By observing nature and natural phenomena, scientists seek to understand them and to innovate on that basis. Bio-inspiration can be applied to three aspects:
> shapes and structures – the kingfisher’s beak is shaped to allow it to dive into water at high speed without a splash. By studying this, researchers and engineers designed the distinctive nose of the Shinkansen, Japan’s bullet train, which cuts through the air more easily thereby consuming less energy and eliminating sonic booms in tunnels;
> processes and materials – mussels produce a powerful glue that holds them on rocks despite crashing waves. Once researchers understood how this substance was produced, they developed a surgical glue for human tissue that can replace stitches and staples and avoid scarring;
> ecosystems and balances – ecosystems function in such a way that waste from one species becomes a resource for another. The replication of circular production models stems directly from bio-inspiration, and permaculture is one example of this.
The Institute believes firmly in bio-inspiration and the marine environment is a huge source of inspiration for our researchers. By helping to better understand how ecosystems function, they are bringing to light the creative genius of the living world and its four billion years of experience.
The Institute is experimenting with integrated multi-trophic aquaculture (IMTA), where several species are combined within one aquaculture system on land, so that one species can feed on the rejection of another. By imitating a natural ecosystem, we can create a circular farming model.
The Institute has its own research programme on biofouling. The objective is to produce an antifouling paint for ships’ hulls using new, environmentally-friendly molecules inspired by natural organisms with antifouling (i.e. anti-adhesive) properties.

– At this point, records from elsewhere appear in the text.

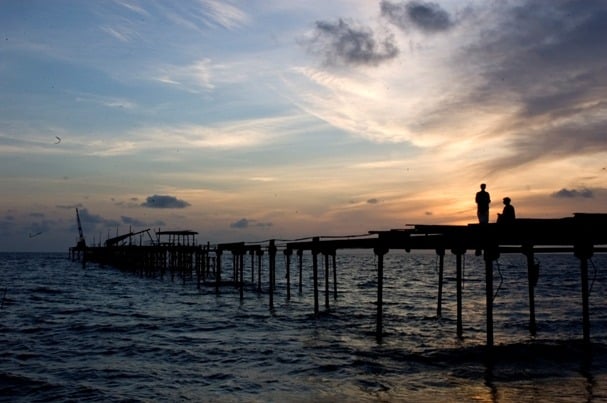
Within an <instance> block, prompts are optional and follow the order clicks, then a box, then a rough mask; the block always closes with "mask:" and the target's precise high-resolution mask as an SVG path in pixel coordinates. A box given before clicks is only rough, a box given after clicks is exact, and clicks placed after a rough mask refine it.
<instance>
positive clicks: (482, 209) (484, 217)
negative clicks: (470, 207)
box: [476, 183, 491, 224]
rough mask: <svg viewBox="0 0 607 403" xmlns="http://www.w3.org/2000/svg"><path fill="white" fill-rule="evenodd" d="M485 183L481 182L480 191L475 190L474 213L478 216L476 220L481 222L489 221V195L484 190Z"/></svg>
mask: <svg viewBox="0 0 607 403" xmlns="http://www.w3.org/2000/svg"><path fill="white" fill-rule="evenodd" d="M486 187H487V185H485V184H484V183H481V190H480V192H476V215H477V216H478V222H479V223H481V224H488V223H489V203H491V196H490V195H489V192H487V191H486V190H485V188H486Z"/></svg>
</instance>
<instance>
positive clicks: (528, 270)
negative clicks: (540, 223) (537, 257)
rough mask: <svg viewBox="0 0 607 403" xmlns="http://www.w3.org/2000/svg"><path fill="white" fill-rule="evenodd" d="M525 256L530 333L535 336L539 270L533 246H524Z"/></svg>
mask: <svg viewBox="0 0 607 403" xmlns="http://www.w3.org/2000/svg"><path fill="white" fill-rule="evenodd" d="M523 254H524V255H525V256H526V257H527V282H528V284H527V286H528V289H529V333H530V334H531V335H532V336H535V335H536V333H537V325H536V322H535V286H536V284H537V280H538V275H539V270H538V267H537V265H536V264H535V259H534V255H533V245H523Z"/></svg>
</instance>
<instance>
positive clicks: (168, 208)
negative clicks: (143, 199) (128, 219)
mask: <svg viewBox="0 0 607 403" xmlns="http://www.w3.org/2000/svg"><path fill="white" fill-rule="evenodd" d="M189 206H190V203H188V202H187V201H185V200H180V199H178V198H176V197H175V196H168V195H153V196H148V197H147V198H146V200H145V202H143V203H141V207H147V208H158V209H182V208H186V207H189Z"/></svg>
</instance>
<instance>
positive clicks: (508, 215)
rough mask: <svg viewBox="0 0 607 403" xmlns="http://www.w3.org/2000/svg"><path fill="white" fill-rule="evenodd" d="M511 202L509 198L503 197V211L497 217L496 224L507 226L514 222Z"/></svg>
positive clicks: (513, 216) (513, 208) (514, 218)
mask: <svg viewBox="0 0 607 403" xmlns="http://www.w3.org/2000/svg"><path fill="white" fill-rule="evenodd" d="M510 202H511V200H510V198H509V197H504V210H503V211H502V214H498V215H497V222H498V224H508V223H512V222H514V219H515V218H516V214H515V213H514V206H513V205H512V204H510Z"/></svg>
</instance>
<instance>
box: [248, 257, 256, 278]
mask: <svg viewBox="0 0 607 403" xmlns="http://www.w3.org/2000/svg"><path fill="white" fill-rule="evenodd" d="M249 253H250V254H251V284H255V252H254V251H253V249H251V250H250V251H249Z"/></svg>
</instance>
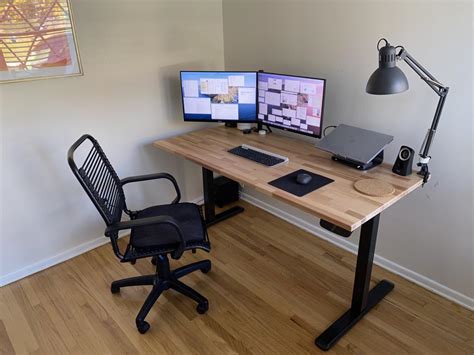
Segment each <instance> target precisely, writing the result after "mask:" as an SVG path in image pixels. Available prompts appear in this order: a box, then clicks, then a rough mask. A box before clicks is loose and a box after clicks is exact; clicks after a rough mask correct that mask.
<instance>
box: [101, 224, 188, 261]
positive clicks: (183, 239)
mask: <svg viewBox="0 0 474 355" xmlns="http://www.w3.org/2000/svg"><path fill="white" fill-rule="evenodd" d="M155 224H168V225H170V226H172V227H173V228H174V229H175V231H176V234H177V235H178V239H179V240H177V242H178V243H179V245H178V248H176V250H175V251H174V252H173V254H172V258H173V259H179V258H180V257H181V255H182V254H183V252H184V248H185V246H186V242H185V240H184V236H183V231H182V230H181V227H180V226H179V223H178V221H177V220H176V219H174V218H173V217H171V216H155V217H147V218H139V219H132V220H129V221H123V222H117V223H114V224H112V225H110V226H107V228H106V229H105V235H106V236H108V237H112V236H113V235H115V234H116V233H117V232H118V231H120V230H123V229H131V228H138V227H146V226H151V225H155Z"/></svg>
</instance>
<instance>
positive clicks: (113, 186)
mask: <svg viewBox="0 0 474 355" xmlns="http://www.w3.org/2000/svg"><path fill="white" fill-rule="evenodd" d="M85 141H89V142H90V143H92V147H91V149H90V151H89V152H88V153H87V154H86V152H87V150H86V151H85V152H83V153H84V154H83V156H86V157H85V159H84V160H83V162H82V164H79V165H80V167H79V168H78V165H77V164H76V161H75V159H74V158H75V157H74V153H75V152H76V150H77V149H78V148H79V147H80V146H82V145H83V143H84V142H85ZM81 148H84V146H83V147H81ZM86 149H87V147H86ZM81 150H82V149H81ZM67 160H68V163H69V166H70V167H71V170H72V172H73V173H74V175H75V176H76V177H77V179H78V180H79V182H80V184H81V185H82V187H83V188H84V190H85V191H86V193H87V195H88V196H89V197H90V199H91V200H92V202H93V203H94V205H95V207H96V208H97V210H98V211H99V213H100V215H101V216H102V218H103V219H104V221H105V223H106V224H107V225H111V224H114V223H116V222H119V221H120V220H121V218H122V211H123V210H125V209H126V207H127V206H126V203H125V195H124V192H123V188H122V184H121V182H120V179H119V177H118V176H117V173H116V172H115V170H114V168H113V167H112V165H111V164H110V162H109V160H108V159H107V156H106V155H105V153H104V151H103V150H102V148H101V147H100V145H99V143H98V142H97V140H96V139H95V138H94V137H92V136H91V135H89V134H84V135H83V136H82V137H81V138H79V139H78V140H77V141H76V142H75V143H74V144H73V145H72V146H71V148H69V151H68V156H67ZM81 160H82V159H81Z"/></svg>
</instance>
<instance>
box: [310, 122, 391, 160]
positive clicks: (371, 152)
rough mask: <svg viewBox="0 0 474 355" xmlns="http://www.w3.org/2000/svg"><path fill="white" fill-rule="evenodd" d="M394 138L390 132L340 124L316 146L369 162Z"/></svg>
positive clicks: (355, 158) (342, 156) (329, 133)
mask: <svg viewBox="0 0 474 355" xmlns="http://www.w3.org/2000/svg"><path fill="white" fill-rule="evenodd" d="M392 140H393V136H390V135H388V134H383V133H378V132H374V131H369V130H368V129H362V128H357V127H353V126H349V125H345V124H340V125H339V126H337V127H336V128H335V129H334V130H333V131H332V132H331V133H329V134H328V135H327V136H326V137H324V138H323V139H321V140H320V141H319V142H318V143H316V148H319V149H322V150H325V151H327V152H330V153H333V154H334V155H336V156H338V157H340V158H345V159H350V160H353V161H356V162H359V163H364V164H367V163H368V162H370V161H371V160H372V159H373V158H375V156H377V154H379V153H380V152H381V151H382V150H383V149H384V148H385V146H386V145H387V144H389V143H390V142H391V141H392Z"/></svg>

Patricia Ricard presented a report on biomimicry to the French Economic, Social and Environmental Council in 2015. The report recommended building networks and fostering multidisciplinarity to support this approach and was unanimously adopted.
CEEBIOS, the European Centre of Excellence in Biomimicry at Senlis, was established in 2015 to support bio-inspiration, federate researchers and demonstrate the benefits of this approach. Prof. Gilles Boeuf is one of its founders and a member of the Institute’s Honorary Committee. We interviewed him for the feature on bio-inspiration in the Institute’s newsletter.
In the coming battle to find a way of dealing with climate change, the Ocean is a key ally. By absorbing much of the carbon in the atmosphere, it offers the planet another chance to go on breathing. This is what we call the blue carbon absorbed by the marine ecosystems, and more particularly those of the shallow coastal waters, such as the Posidonia oceanica seagrass meadows, the coral reefs, the mangroves and the tidal salt marshes.